Omdat waarden een hoog abstractie gehalte hebben is de communicatie over waarden niet gemakkelijk. Door het voormalig lectoraat Area Development van hogeschool Windesheim is er voor organisaties die zich met natuur en educatie bezig houden een interessant waarden analyse instrument ontwikkeld: de zogenoemde ‘Waardenkaart Natuur’. Deze is gebaseerd op een brede definitie van natuur. In discussies over natuur, natuurbeheer en natuurbeleid is het lastig de variëteit aan opvattingen over natuur te herkennen en te begrijpen. De Waardenkaart Natuur brengt deze variëteit in beeld d.m.v. 22 waarden die de grondslag vormen voor opvattingen van mensen over natuur (www.argumentenfabriek.nl/media/1915/12118-waardenkaart-natuur-klikpdf.pdf )
Grondhoudingen
Milieufilosofen introduceerden het begrip ‘grondhouding’. Dat is een, min of meer bewust, basisbeeld of basisgevoel dat we hebben over hoe mens en natuur zich tot elkaar verhouden of dienen te verhouden. Grondhoudingen van mensen vinden hun oorsprong ten dele in onze persoonlijke levensgeschiedenis. Maar ook het type ervaringen in- en met natuur blijkt van belang, net als de cultuur waarin we opgroeien.
Er zijn inmiddels verschillende typen grondhoudingen beschreven. In ons land heeft het model dat de filosoof Wim Zweers ontwikkelde veel invloed. Hierin wordt een schaal aan grondhoudingen beschreven, waarin aan de ene kant de mens centraal staat (antropocentrisch) en aan de andere kant het ecosysteem (ecocentrisch).
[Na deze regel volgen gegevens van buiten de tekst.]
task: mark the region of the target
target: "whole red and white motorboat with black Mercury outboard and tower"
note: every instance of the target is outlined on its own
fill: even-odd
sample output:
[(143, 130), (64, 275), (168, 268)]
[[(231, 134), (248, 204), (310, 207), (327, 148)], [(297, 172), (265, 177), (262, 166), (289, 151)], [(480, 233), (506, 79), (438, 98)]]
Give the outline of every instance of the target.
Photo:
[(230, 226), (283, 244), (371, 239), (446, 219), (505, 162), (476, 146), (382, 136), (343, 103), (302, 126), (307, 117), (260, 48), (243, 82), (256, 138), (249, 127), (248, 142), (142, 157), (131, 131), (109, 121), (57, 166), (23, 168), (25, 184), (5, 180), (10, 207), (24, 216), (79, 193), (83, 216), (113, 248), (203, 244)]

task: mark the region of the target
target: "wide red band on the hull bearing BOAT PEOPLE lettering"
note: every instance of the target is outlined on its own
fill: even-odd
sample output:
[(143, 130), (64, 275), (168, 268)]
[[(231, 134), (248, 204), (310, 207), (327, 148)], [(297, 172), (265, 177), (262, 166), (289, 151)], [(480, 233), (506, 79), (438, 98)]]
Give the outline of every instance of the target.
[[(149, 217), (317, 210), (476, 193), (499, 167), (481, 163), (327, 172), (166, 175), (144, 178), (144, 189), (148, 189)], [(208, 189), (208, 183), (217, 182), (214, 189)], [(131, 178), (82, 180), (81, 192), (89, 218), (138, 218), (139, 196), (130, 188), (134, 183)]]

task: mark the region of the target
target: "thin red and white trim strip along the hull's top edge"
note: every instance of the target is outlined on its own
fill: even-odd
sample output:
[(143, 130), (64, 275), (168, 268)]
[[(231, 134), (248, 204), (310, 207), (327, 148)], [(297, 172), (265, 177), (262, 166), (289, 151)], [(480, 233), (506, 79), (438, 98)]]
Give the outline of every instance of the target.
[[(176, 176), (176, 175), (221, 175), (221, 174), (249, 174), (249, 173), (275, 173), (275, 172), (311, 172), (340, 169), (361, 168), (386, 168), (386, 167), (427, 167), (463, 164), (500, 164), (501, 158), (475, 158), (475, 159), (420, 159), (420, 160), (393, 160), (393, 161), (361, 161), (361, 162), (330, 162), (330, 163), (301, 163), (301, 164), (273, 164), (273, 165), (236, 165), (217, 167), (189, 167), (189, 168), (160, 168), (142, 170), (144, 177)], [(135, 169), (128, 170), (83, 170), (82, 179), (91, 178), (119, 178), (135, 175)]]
De reeks loopt - op hoofdlijnen - van de mens als heerser over de natuur, naar de mens als rentmeester van de natuur, de mens als partner van de natuur en, tenslotte, de mens als participant aan de natuur (http://vanabbestichting.nl/wp-content/uploads/2019/12/SIGMA06_2013_ART1_Schouten.pdf)
De heerser staat voor de mens die de natuur aan zich onderwerpt en ermee doet wat hij wil. De rentmeester is iemand die de natuur beheert of bestuurt in opdracht van iemand of iets anders zoals God of toekomstige generaties. In een partnerschap relatie met natuur gaat men uit van een gelijkwaardige positie ten opzichte van natuur. Tenslotte is er nog de participant, de mens als deel van de natuur. De mens is hierbij niet ondergeschikt aan de natuur, maar een zelfstandig onderdeel ervan.
In de afgelopen decennia heeft zich een opvallende verschuiving in grondhouding voorgedaan in de westerse wereld. Onderzoek laat zien dat voor meer dan twee-derde van de huidige Nederlanders geldt dat ze zichzelf zien als deel van de natuur en tegelijkertijd vinden dat we als mens de verantwoordelijkheid hebben goed voor de natuur te zorgen. Hier komt een combinatie van de participant en de rentmeester naar voren. Er lijken een aantal redenen voor de verschuiving in grondhouding. Zo speelt ontkerkelijking waarschijnlijk een rol waardoor religieus geladen beelden hun betekenis verliezen. Mensen maken zich toenemende zorgen over de achteruitgang in biodiversiteit en over milieu- en klimaatproblematiek. Tenslotte zijn niet-westerse beelden en ideeën via internet inmiddels voor iedereen direct toegankelijk.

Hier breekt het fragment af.